Digging Deeper: Why This Release is a Big Deal
1. Comprehensiveness
While previous work often focused on single layers or small subsections of activations, Gemma Scope covers every layer and sublayer of Gemma models. This allows for deep, systemic interpretability experiments across the entire model stack. For researchers interested in the evolution of representations across layers, this dataset is invaluable.
2. Open Access
The Gemma Scope weights are available on Hugging Face (link), along with interactive tools like Neuronpedia (link). This openness enables reproducibility and collaborative research.
3. Scalability
Gemma Scope isn’t just about training a single SAE—it’s about scaling SAE techniques to large models. With Gemma 2 models ranging from 2B to 27B parameters, we can now see how sparse representations behave as models grow larger. Do the features split? Do they become more specialized? This release gives researchers the tools to answer these questions.
4. Real-World Utility
Gemma Scope opens the door for practical interpretability applications:
- Detecting hallucinations: By analyzing sparse activations, we might identify when a model is drifting into nonsensical territory.
- Debugging model behavior: Sparse activations allow researchers to trace and isolate the specific features driving a model’s decisions.

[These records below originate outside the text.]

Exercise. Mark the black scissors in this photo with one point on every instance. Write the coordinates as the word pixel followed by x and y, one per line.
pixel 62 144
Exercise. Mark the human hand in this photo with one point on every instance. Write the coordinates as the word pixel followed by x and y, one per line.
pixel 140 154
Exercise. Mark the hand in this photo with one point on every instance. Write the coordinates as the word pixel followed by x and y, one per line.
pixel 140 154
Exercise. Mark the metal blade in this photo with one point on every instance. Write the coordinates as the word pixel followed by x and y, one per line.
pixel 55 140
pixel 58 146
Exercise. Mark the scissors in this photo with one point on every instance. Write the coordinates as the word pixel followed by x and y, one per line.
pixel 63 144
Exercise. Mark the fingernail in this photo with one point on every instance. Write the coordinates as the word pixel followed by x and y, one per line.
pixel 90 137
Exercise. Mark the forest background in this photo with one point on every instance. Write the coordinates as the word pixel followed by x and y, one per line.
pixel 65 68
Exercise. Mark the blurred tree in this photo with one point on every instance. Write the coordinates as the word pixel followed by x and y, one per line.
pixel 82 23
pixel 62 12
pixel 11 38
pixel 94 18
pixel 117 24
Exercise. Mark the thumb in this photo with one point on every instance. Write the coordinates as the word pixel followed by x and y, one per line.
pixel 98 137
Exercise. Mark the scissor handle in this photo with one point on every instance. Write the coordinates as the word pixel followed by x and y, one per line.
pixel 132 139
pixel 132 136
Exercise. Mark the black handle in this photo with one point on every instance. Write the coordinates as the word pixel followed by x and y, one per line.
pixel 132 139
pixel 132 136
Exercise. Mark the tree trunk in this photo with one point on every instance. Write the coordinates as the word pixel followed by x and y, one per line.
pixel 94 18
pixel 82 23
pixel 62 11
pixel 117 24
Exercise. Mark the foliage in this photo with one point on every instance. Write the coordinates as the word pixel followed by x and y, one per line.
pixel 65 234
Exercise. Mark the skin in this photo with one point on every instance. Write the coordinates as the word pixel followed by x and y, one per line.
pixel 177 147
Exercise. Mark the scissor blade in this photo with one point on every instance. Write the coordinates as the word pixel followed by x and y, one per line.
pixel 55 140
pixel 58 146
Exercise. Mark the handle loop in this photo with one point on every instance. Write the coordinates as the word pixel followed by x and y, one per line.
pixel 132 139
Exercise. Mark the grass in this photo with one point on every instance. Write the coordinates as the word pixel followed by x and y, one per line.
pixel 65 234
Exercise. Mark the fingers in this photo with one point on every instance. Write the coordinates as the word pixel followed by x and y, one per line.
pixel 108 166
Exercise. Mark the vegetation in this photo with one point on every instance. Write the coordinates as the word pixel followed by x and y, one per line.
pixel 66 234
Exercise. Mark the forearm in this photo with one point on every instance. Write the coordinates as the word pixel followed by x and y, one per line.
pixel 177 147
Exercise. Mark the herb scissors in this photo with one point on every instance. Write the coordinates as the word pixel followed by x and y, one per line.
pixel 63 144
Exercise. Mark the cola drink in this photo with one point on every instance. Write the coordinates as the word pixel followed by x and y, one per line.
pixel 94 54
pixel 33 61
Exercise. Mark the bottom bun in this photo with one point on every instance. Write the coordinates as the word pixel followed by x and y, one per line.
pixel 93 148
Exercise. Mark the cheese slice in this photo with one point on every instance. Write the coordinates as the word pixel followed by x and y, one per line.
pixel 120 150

- Preventing deception: In safety-critical contexts, SAEs could help uncover subtle but dangerous model behaviors before they occur.
Why It Matters
Gemma Scope is more than just a set of pretrained autoencoders—it’s a milestone for the interpretability community. By making these tools open and comprehensive, DeepMind is accelerating the pace of research and democratizing access to techniques that were previously locked behind resource walls.
For researchers, the possibilities are endless: dive into the weights, analyze the latents, and help us all better understand the strange, beautiful, and superposed world of neural networks. Interpretability is hard, but with tools like Gemma Scope, it just got a little easier.
You can start experimenting today: Check out the models and explore the demo.
The demo at neuronpedia is awesome - the latent dimensions have been labelled by llm so you can see the utility of tools like these against your own inputs.